Pent-up consumer demand is “waiting to be released into the domestic economy” once non-essential shops and hospitality businesses reopen, an analysis of third-quarter retail spending in Dublin suggests.
A Mastercard SpendingPulse study produced on behalf of the four Dublin local authorities found that there was a strong but uneven recovery in spending in the Dublin economy in the third quarter, the period before the Republic moved to Level 5 restrictions to curb the spread of Covid-19.
Overall sales increased by almost 22 per cent compared to the second quarter after the easing of the first wave of restrictions improved trading for bricks-and-mortar retailers.
Household goods sales rose 62.4 per cent to exceed pre-pandemic levels, while spending on “necessities” recorded a 5.2 per cent drop after a surge in the second quarter.
Entertainment expenditure also showed signs of a nascent recovery as restrictions were eased during the summer but this was from a very low base. On a year-on-year basis, spending on entertainment was down 44.8 per cent.
Tourism spending
Spending by overseas tourists in the Dublin economy was also hammered by Covid-19 travel guidelines.

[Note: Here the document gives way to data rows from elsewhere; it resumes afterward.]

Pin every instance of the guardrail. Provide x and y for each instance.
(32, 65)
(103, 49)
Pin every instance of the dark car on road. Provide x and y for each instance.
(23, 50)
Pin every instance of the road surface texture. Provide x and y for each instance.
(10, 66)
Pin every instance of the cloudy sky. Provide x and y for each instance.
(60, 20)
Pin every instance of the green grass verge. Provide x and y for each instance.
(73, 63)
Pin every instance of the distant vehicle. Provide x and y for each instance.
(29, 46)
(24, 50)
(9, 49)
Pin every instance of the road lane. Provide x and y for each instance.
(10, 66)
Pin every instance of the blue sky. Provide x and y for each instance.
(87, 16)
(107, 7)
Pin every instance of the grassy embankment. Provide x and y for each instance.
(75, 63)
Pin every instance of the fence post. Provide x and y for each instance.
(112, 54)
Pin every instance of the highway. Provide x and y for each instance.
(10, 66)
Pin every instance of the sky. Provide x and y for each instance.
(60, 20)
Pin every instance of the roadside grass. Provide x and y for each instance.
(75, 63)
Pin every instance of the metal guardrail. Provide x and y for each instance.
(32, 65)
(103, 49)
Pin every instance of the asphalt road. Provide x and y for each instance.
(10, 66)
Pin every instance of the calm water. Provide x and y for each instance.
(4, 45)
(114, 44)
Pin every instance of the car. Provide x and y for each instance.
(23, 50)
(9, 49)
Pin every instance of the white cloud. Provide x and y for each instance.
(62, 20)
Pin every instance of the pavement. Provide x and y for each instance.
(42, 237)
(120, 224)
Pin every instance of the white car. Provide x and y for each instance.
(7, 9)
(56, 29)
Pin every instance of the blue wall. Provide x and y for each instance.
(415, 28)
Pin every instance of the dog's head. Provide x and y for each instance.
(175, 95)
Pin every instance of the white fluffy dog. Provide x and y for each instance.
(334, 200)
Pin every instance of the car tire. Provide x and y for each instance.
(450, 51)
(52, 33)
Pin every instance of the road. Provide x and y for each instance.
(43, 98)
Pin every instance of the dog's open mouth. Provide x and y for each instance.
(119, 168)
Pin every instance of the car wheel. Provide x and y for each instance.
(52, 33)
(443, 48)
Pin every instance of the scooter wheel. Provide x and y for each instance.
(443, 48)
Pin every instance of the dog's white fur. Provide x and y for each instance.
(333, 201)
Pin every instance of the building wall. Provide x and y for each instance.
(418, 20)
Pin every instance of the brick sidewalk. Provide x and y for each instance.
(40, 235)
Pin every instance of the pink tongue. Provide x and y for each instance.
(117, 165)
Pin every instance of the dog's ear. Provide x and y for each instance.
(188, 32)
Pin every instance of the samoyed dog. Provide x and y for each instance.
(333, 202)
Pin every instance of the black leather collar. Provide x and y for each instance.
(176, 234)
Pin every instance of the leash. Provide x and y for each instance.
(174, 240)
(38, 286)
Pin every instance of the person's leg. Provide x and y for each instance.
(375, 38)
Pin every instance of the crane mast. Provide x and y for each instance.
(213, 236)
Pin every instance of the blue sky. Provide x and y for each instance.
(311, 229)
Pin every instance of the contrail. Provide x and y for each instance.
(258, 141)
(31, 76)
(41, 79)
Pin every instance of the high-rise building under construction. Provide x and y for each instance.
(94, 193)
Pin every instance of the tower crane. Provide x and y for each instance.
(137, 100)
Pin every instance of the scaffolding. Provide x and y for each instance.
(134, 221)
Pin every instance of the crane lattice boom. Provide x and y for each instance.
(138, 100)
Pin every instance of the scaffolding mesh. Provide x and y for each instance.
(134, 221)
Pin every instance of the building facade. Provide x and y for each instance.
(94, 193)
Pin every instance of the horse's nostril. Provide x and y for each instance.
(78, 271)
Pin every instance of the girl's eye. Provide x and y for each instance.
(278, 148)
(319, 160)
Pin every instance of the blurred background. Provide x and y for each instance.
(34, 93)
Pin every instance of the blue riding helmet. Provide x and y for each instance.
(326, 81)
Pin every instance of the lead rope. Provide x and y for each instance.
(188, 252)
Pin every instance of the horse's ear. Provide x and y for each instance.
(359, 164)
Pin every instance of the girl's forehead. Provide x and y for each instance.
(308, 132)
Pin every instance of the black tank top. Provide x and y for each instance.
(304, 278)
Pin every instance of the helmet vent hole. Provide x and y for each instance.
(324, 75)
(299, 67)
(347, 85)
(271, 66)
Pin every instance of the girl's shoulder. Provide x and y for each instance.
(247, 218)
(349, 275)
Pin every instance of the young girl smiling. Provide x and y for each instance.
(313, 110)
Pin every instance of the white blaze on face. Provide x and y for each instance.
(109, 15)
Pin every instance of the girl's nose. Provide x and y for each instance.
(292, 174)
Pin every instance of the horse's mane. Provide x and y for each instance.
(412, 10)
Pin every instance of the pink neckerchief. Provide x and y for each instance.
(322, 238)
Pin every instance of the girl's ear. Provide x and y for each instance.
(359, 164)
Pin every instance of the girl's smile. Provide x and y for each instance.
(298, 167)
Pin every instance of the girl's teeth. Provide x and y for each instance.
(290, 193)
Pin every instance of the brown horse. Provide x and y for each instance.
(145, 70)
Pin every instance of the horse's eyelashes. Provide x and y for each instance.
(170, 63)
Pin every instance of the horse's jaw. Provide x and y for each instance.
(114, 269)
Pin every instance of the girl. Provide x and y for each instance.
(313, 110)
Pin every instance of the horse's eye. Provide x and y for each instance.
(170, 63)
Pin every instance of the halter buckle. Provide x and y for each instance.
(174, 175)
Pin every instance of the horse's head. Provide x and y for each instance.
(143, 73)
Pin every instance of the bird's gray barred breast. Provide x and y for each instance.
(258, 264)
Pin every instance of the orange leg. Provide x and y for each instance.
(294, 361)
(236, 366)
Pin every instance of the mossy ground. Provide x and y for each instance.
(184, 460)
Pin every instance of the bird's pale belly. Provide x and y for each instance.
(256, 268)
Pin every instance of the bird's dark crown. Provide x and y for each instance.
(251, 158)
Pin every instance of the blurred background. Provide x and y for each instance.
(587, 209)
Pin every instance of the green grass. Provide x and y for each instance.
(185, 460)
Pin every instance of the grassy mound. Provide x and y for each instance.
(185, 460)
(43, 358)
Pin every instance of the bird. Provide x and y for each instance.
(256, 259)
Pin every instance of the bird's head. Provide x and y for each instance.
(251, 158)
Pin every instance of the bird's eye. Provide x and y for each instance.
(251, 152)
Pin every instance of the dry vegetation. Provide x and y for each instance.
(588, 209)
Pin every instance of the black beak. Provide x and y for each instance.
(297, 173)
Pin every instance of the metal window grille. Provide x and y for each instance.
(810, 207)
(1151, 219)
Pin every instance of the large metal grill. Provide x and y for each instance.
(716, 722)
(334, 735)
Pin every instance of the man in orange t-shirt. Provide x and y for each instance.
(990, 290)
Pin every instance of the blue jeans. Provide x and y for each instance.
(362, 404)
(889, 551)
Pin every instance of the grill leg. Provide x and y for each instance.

"Retail activity across both Dublin and Ireland showed better results in the third quarter with an overall positive year-on-year growth rate," said Michael McNamara, global head of Mastercard's SpendingPulse.
“Retail activity driven by tourism has been negatively impacted over the summer quarter with the lack of travellers from the US in particular putting a great deal of downward pressure on growth rates.”
Under the Government’s current public health timeline, non-essential shops in Dublin and across the Republic are due to reopen on December 1st.